A fire storm of complaints to NDWA about Dog Wardens needing adequate training as well as qualifications to carry out the role have arrived at NDWA Central overnight and we are working through them as quickly as we can.

Although we are an association of Dog Wardens in all their manifest job titles, we do not actually employ any Dog Wardens as they are employed by Local Authorities or by contractors working on behalf of the said Local Authorities. One major area where NDWA stands out and there is archival evidence of this is our call for all staff employed to handle dogs to be adequately trained and equipped to carry out their work, safely, competently and professionally. Unfortunately this call has to some extent been ignored by employers be it for personal protective equipment right through to dog control equipment and even unfit for purpose dog carrying vehicles being used to carry dogs.

NDWA worked for years with various organisations to produce a recognised qualification for those working in dog control and came close on several occasions to having a recognised qualification introduced but there always seemed to be an obstacle to implementation and nothing came from such avenues.

Now however after collaboration between NDWA and The Kennel Club there is now an accredited City and Guilds Level 4 qualification available for Dog Wardens in the shape of the Kennel Club Accredited Instructor Scheme. There is now a module specifically for those working in dog control. As Local Authorities are the main employers of Dog Wardens and they set the requirements of the Job Deion for dog control based roles perhaps they should now be asking for those wanting to work with dogs to have an appropriate recognised qualification.

The true role of Dog Warden is a very responsible one but unfortunately over the years it has been watered down due to financial reasons and the multi tasking of the role sometimes to the detriment of the ability of the Dog Warden Service to do little but act as a dog collection service whilst doing other non dog related tasks as the primary role.

The lack of promotion of responsible dog ownership was blatantly clear in the programme, once this was a major part of the local Dog Wardens role, but lack of staff, a lack of will on the part of a council to allocate funding for educational activities or to provide a full service all contribute to low level responsible dog ownership around the country.

The government of the day are content to do nothing and this trickles down to local government who in turn will simply say they do not have funding to do anything and there is also no compulsion by the government to make local councils do something.

Another area of concern was the poor use of restraint equipment in the programme, what the viewer in the street might be unaware of is the fact that some restraint equipment may never have been used by a Dog Warden or they have not received correct training on how to use it. That is a health and safety issue that the employers have to face especially when they are faced with an injured Dog Warden who may only have been shown where the kennels are and what the extent of the council area is and then been left to get on with it.

Another aspect of the programme was to show irresponsible dog ownership and this it did in buckets. One neglect case resulted in a written warning being issued to an irresponsible dog owner, why was the owner not prosecuted as the dog certainly looked extremely neglected?

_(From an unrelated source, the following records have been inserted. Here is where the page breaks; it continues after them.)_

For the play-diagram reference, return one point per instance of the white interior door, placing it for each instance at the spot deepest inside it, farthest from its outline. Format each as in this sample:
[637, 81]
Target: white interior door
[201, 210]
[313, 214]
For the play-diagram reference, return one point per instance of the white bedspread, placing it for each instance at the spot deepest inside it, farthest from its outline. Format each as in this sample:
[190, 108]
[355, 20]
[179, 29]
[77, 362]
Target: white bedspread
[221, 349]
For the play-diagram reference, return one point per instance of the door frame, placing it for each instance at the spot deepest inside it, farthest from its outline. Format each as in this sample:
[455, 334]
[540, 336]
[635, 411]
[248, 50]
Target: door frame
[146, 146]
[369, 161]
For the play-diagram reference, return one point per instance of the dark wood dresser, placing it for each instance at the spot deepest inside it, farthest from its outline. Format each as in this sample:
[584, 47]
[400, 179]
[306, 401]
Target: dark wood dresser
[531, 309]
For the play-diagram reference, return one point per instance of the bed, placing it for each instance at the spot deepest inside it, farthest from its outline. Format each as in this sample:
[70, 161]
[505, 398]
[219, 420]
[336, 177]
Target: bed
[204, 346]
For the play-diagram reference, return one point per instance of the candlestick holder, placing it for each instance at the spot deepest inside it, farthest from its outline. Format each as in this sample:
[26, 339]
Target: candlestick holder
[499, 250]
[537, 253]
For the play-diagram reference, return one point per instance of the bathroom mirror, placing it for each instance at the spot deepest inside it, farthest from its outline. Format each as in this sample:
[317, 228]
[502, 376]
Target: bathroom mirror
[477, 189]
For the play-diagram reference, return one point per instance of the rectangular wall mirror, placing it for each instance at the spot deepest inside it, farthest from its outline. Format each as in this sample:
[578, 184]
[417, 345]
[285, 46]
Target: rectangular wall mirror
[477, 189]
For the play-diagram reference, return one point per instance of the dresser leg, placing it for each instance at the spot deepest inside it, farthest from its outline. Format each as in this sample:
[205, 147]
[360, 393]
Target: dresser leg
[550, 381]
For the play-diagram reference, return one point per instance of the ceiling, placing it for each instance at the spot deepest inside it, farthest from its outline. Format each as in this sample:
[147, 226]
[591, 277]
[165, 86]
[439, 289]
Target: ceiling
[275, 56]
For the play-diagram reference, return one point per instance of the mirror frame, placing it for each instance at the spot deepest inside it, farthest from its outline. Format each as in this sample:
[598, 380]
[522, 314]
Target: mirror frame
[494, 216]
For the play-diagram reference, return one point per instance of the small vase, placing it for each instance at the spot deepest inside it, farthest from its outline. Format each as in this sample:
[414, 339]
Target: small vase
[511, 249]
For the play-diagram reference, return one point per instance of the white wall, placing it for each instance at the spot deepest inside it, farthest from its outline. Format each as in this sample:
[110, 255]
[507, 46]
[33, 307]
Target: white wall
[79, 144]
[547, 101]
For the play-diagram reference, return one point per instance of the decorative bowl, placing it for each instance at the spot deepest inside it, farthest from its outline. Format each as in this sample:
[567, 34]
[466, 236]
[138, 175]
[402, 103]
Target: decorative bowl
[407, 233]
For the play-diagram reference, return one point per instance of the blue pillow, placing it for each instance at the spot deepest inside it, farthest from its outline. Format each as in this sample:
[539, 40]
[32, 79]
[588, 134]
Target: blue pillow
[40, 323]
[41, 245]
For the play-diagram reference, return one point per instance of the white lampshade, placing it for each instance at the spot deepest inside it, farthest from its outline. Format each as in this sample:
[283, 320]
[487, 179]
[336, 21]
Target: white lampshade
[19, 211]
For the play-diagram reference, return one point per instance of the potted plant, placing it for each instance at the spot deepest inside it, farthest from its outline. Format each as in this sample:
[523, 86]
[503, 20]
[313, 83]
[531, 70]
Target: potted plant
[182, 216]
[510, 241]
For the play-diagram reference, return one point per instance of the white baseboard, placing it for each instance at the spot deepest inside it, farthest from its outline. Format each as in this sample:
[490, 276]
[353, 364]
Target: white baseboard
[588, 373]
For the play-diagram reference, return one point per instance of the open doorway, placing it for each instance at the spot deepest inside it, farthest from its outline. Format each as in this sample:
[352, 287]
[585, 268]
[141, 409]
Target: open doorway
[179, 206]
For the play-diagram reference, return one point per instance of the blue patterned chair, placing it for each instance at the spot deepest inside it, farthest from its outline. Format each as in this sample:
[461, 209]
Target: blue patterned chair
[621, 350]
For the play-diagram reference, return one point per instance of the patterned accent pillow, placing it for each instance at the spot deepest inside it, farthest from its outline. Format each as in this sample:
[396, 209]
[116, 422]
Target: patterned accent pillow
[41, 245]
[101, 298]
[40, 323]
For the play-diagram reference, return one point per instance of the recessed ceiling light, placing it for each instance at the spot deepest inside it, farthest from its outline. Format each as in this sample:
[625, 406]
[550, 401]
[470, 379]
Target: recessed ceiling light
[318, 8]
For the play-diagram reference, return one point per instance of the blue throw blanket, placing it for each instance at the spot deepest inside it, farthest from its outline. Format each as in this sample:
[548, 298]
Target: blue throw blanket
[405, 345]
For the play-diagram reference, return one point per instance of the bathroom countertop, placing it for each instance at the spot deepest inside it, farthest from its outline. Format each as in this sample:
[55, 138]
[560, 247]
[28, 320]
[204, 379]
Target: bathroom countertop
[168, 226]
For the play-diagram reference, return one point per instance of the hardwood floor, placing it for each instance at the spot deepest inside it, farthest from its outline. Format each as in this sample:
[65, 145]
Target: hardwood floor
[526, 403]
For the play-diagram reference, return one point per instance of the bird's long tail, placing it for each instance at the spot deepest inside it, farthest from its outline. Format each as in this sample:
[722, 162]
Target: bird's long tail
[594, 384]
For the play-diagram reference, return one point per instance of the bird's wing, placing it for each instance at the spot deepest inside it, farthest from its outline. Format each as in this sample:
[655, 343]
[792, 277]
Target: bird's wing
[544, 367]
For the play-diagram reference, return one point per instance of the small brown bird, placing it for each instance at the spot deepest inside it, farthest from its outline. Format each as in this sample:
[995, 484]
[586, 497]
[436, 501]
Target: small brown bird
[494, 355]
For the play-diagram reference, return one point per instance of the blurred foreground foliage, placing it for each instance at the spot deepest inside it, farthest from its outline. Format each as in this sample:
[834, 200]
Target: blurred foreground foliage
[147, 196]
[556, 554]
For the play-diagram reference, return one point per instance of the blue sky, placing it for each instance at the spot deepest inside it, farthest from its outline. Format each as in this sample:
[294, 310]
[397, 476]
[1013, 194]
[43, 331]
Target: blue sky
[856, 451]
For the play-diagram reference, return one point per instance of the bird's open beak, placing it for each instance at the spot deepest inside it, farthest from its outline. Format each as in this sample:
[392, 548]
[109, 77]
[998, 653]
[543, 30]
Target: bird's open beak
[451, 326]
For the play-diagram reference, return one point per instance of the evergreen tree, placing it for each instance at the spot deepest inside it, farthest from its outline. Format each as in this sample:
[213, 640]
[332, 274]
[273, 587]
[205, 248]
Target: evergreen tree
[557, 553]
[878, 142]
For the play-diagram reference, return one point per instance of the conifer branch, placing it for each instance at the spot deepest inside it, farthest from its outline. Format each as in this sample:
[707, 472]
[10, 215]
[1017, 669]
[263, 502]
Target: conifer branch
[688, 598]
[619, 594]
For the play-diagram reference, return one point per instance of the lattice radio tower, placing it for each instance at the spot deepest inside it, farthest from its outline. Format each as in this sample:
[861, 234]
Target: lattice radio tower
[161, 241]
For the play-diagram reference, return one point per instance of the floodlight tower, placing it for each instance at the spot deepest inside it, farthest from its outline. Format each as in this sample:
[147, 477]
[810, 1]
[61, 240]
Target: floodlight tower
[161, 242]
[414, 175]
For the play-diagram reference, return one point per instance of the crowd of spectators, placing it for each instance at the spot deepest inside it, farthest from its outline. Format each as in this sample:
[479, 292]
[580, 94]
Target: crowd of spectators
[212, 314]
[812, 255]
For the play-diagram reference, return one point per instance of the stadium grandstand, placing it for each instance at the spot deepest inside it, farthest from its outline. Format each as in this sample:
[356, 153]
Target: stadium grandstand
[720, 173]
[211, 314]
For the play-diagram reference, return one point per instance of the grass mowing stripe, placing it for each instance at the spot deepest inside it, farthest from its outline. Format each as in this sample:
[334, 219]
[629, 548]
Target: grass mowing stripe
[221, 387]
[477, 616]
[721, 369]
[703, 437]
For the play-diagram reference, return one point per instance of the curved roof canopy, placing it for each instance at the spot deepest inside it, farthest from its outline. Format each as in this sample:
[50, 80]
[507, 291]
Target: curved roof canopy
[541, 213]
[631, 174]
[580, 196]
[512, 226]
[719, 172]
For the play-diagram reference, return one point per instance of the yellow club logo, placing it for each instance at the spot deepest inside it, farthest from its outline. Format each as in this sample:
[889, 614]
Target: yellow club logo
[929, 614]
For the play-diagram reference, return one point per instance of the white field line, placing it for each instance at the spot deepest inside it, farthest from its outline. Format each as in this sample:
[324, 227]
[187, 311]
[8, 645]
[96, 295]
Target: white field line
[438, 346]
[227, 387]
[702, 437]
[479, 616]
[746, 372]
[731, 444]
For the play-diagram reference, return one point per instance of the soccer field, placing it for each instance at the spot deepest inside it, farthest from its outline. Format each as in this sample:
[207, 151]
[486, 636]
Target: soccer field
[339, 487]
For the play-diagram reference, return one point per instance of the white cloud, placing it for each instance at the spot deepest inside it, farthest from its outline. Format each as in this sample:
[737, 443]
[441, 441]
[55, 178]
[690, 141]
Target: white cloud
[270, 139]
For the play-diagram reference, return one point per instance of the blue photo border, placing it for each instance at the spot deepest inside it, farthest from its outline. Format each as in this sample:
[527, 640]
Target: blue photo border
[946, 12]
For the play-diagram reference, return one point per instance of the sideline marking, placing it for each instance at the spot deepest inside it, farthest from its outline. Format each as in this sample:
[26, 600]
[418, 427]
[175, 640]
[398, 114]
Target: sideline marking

Was this due to council finances or due to the council being overwhelmed by such cases? If the council will not prosecute why then was the case not passed to the RSPCA or was it?

The programme indeed depicted some of the issues faced by Dog Wardens in the UK namely a lack of resources and appropriate qualifications until the advent of the KCAI Dog Warden Module

NDWA called for a National Task Force to deal with dangerous dog owners back in December 2013 as the latest call on the government to do something about the increase in fatal and non-fatal dog attacks on children and adults but NDWA does not hold out much hope of anything coming from such a call.

The government currently has the Anti Social Behaviour Act 2014 to inflict upon the country as another piece of legislation created to confuse and to confound the people who are expected to enforce it. Even those responsible for overseeing this new tranche of dog related legislation are now at the Home Office instead of at DEFRA, will they have any better idea of how to deal with irresponsible dog ownership?

The way forward regarding improving responsible dog ownership is the political backing of local authorities with support and funding to bring back full Dog Warden Services that are based upon competently trained and qualified Dog Wardens.

There used to be Assistant and Senior Dog Warden positions which enabled progression of a structured career, it is surely time to reintroduce such positions to enable continuity of service delivery and skills and knowledge.